- Also known as: Night in Apgujeong; Baek-ya of Apgujeong;
- Genre: Melodrama; Romance; Family; Revenge;
- Written by: Im Sung-han
- Directed by: Bae Han-chun; Choi Joon-bae;
- Starring: Park Ha-na; Kang Eun-tak;
- Ending theme: "내 사랑아" by Kan Jongwook lyrics by 제이투 j2 Kan Jong-woo
- Composer: Choi Wan-hee
- Country of origin: South Korea
- Original language: Korean
- No. of episodes: 149 (South Korea) 112 (Vietnam)

Production
- Executive producer: Oh Hyun-chang
- Producer: Kim Ho-young
- Cinematography: Park Sang-ryeol
- Editor: Jo In-young
- Running time: 35 minutes (South Korea) 45-50 minutes (Vietnam)
- Production company: MBC

Original release
- Network: MBC TV
- Release: October 6, 2014 – May 15, 2015

= Apgujeong Midnight Sun =

2014 South Korean television series

Apgujeong Midnight Sun is a 2014 South Korean television series starring Park Ha-na, Kang Eun-tak, Baek Ok-dam and Song Won-geun.

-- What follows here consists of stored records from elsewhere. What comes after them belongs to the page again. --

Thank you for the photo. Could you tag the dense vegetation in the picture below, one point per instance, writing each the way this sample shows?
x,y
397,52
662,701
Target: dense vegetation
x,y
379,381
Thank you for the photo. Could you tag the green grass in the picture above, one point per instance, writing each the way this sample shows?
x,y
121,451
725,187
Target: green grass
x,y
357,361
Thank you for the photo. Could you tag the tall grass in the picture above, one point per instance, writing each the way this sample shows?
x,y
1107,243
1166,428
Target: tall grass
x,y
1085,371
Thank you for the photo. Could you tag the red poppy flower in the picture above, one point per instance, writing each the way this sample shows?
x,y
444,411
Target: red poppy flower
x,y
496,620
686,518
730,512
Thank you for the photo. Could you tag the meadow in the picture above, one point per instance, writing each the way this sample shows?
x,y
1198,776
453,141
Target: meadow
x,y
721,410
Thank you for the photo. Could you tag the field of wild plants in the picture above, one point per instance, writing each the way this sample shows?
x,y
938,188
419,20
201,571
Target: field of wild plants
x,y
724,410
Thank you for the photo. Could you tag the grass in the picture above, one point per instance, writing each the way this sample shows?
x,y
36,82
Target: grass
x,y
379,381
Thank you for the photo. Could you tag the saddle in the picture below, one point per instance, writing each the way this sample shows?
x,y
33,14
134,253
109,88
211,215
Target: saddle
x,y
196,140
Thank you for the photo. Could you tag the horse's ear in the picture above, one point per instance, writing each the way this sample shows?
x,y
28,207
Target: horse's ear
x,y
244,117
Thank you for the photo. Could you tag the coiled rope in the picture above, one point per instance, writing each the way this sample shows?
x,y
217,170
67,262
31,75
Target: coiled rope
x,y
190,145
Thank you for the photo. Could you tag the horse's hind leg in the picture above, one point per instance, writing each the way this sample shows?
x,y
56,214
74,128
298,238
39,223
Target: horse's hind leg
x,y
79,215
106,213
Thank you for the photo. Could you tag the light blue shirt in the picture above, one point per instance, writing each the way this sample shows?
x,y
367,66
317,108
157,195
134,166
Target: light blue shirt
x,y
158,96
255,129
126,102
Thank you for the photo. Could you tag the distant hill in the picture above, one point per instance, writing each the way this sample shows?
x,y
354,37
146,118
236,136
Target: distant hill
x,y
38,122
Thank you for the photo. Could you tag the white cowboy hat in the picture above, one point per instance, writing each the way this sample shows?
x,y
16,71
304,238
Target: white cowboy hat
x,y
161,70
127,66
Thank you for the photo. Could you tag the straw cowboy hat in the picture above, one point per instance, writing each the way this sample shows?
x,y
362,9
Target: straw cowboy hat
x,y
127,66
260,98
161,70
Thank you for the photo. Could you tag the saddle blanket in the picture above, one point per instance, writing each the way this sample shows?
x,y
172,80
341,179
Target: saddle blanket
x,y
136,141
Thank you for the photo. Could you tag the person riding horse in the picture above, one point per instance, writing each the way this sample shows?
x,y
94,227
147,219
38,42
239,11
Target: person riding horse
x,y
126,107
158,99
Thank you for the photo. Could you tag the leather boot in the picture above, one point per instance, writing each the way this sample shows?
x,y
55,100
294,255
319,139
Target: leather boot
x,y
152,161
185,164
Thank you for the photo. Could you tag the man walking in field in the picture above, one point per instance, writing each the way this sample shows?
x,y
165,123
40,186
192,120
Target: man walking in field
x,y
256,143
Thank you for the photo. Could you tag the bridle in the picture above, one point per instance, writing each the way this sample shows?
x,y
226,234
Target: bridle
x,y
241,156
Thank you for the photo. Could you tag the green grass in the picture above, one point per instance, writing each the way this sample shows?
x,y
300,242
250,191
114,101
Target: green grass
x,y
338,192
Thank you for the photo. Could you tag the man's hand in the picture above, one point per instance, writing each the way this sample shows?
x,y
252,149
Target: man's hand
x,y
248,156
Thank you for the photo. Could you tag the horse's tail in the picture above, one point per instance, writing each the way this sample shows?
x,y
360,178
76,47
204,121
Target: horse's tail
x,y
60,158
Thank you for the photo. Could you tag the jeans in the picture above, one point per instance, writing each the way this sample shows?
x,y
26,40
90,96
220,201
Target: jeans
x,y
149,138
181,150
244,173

The daily drama aired on MBC TV from October 6, 2014 to May 15, 2015 on Mondays to Fridays at 20:55 for 149 episodes.

==Plot==
The lives of four people (and their families) intersect as they work at a cable TV station, where they learn that a fateful encounter can determine whether a man and a woman will become lovers or enemies.

==Cast==
- Park Ha-na as Baek Ya / Baek Seon-dong - The female lead, initially she is cruel and jealous to her sister in law but after her brother got into an accident, she learns to love her sister in law and get revenge to her mother, Seo Eun-ha.
- Kang Eun-tak as Jang Hwa-eom
- Baek Ok-dam as Yook Seon-ji - Baek Ya's bestfriend.
- Kim Min-soo as Jo Na-dan (Jonathan) - Seo Eun-ha's stepson, he loves Baek Ya so much.
- Lee Hyo-young as Jung Sam-hee - Hwa-eom's friend and writer
- Song Won-geun as Jang Moo-eom
- Hwang Jung-seo as Jo Ji-ah (Georgia) - Seo Eun-ha's stepdaughter, a typical spoiled brat and arrogant heiress.
- Lee Bo-hee as Seo Eun-ha - Baek Ya's greedy and evil birth mother, money matters to her more than her real children.
- Shim Hyung-tak as Baek Young-joon
- Im Chae-moo as Jang Choo-jang
- Park Hye-sook as Moon Jung-ae
- Jung Hye-sun as Ok Dan-shil
- Kim Ji-eun as Noh Ma-joo
- Han Ki-woong as Kang-ho
- Keum Dan-bi as Kim Hyo-kyung
- Lee Joo-hyun as Yook Seon-joong
- Kim Young-ran as Oh Dal-ran
- Han Jin-hee as Jo Jang-hoon
- Choi Su-rin as Mo-narija
- Oh Ki-chan as Lee Ban-seok
- Kim Eun-jung as Ga-young
- Lee Ga-ryeong as Susanna Ahn

==Controversy==
In April 2015, the series received scrutiny from the Korea Communications Standards Commission for a revenge storyline that the review board deemed had too many "violent" and "unethical" scenes. Soon after, MBC released a statement that the network would no longer work with screenwriter Im Sung-han in future projects; Im responded by announcing her retirement.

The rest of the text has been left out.